Hadir sore itu, Kodil,Bule Usuf, Bang Ewin dan Kakek tua serta tamu lainnya yang ikut nimbrung di pendopo kebon buruk , RT 10 RW 03 kelurahan Jatinegara kaum.
Sore itu, tiba tiba ada berita duka, selepas masjid mengumandangkan adzan ashar, terdengar suara pengumuman berita duka tentang kematian.
Innalilahi wa innailaihi rojiun begitu, kata awal yang diucapkan oleh si pembawa berita  pengumuman duka cita, telah berpulang si pulan bin pulan, demikian berita duka yang disiarkan lewat siaran yang disampaikan melalui speaker Masjid Jami Assalafiyah RW 03 kelurahan Jatinegara kaum.
Sontak para penggiat lingkungan hidup yang sedang diskusi, kaget mendengar berita itu.
"Siapa lagi yang ninggal" cetus bule, sambil fokus mendengar pengumuman.
"Orang RT 03".jawab Kodil sekenanya, sok tahu.
Sebelum kongkow diskusi itu bubar, Mas Mul yang baru nyampe dari urusan sesuatu di Masjid Jami Assalafiyah yang kebetulan sering bantu bantu sebagai penggali kuburan, mengatakan bahwa: "ini kematian yang ketujuh" ungkapnya.
Terlihat kakek tua yang sedari awal tidak begitu bergairah dengan diskusi sore itu, sedikit bingung, mendengar kalimat " kematian ke tujuh!'.
Tanpa diminta Mas Mul, menceritakan tentang apa yang dimaksud dengan 'Kematian Ketujuh?'.
Menurut cerita Mas Mul yang di maksud Kematian ketujuh itu adalah ada orang meninggal dunia sebanyak 7 orang dalam kurun waktu tertentu secara berurutan.

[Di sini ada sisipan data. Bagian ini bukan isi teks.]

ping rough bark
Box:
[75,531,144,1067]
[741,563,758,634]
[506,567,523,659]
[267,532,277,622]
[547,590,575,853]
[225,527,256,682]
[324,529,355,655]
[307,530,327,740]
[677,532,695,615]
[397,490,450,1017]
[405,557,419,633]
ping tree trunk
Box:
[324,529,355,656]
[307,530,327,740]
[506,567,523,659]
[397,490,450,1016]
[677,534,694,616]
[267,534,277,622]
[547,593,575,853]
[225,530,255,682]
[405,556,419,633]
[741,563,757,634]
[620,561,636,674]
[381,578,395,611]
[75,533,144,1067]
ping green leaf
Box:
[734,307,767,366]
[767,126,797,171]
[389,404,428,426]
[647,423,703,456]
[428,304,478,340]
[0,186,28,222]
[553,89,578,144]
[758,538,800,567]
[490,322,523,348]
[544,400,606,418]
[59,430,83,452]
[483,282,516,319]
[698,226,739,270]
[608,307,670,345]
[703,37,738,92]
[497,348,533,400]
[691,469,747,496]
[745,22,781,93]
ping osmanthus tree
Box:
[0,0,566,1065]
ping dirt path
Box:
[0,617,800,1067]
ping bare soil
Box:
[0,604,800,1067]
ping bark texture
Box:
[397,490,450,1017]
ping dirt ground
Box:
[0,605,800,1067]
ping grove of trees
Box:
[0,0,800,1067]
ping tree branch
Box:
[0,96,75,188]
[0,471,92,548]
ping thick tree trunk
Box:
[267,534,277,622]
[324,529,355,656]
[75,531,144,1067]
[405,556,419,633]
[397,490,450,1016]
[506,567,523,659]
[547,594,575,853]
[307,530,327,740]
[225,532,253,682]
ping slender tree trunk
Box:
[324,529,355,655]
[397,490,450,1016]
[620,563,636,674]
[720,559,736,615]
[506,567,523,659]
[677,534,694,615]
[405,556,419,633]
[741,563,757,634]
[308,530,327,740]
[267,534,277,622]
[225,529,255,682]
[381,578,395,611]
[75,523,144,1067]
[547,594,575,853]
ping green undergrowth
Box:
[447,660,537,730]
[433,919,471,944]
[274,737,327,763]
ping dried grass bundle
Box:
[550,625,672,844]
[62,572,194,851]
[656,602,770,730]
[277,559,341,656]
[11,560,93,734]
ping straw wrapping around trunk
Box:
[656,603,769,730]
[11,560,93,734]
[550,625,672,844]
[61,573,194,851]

"Nah ini orang yang meninggal urutan ke tujuh di Minggu ini" begitu Mas Mul menjelaskan.
Pengumuman berita duka yang barusan disampaikan sore Ahad, Â merupakan orang yang meninggal di urutan ke tujuh.
Mas Mul menjelaskan bahwa, kematian pertama Mis X hari Sabtu, dan kematian ketujuh pekan berikutnya Ahad adalah Mr Y.
"Sabtu pekan  lalu ibu X meninggal, Sore ini Ahad ibu Y meninggal " pungkas Mas Mul yang sehari hari bertugas pembantu penggali kubur di pemakaman wakaf Pangeran Jayakarta, mengakhiri pembicaraan dengan kakek tua petang itu.
Menurut kepercayaan kebanyakan penduduk setempat bahwa bila dalam lingkungan nya ada yang meninggal dunia di hari Sabtu atau Selasa,maka akan ada orang lain yang menyusul meninggal dunia berikutnya, berturut turut hingga hitungan ke tujuh.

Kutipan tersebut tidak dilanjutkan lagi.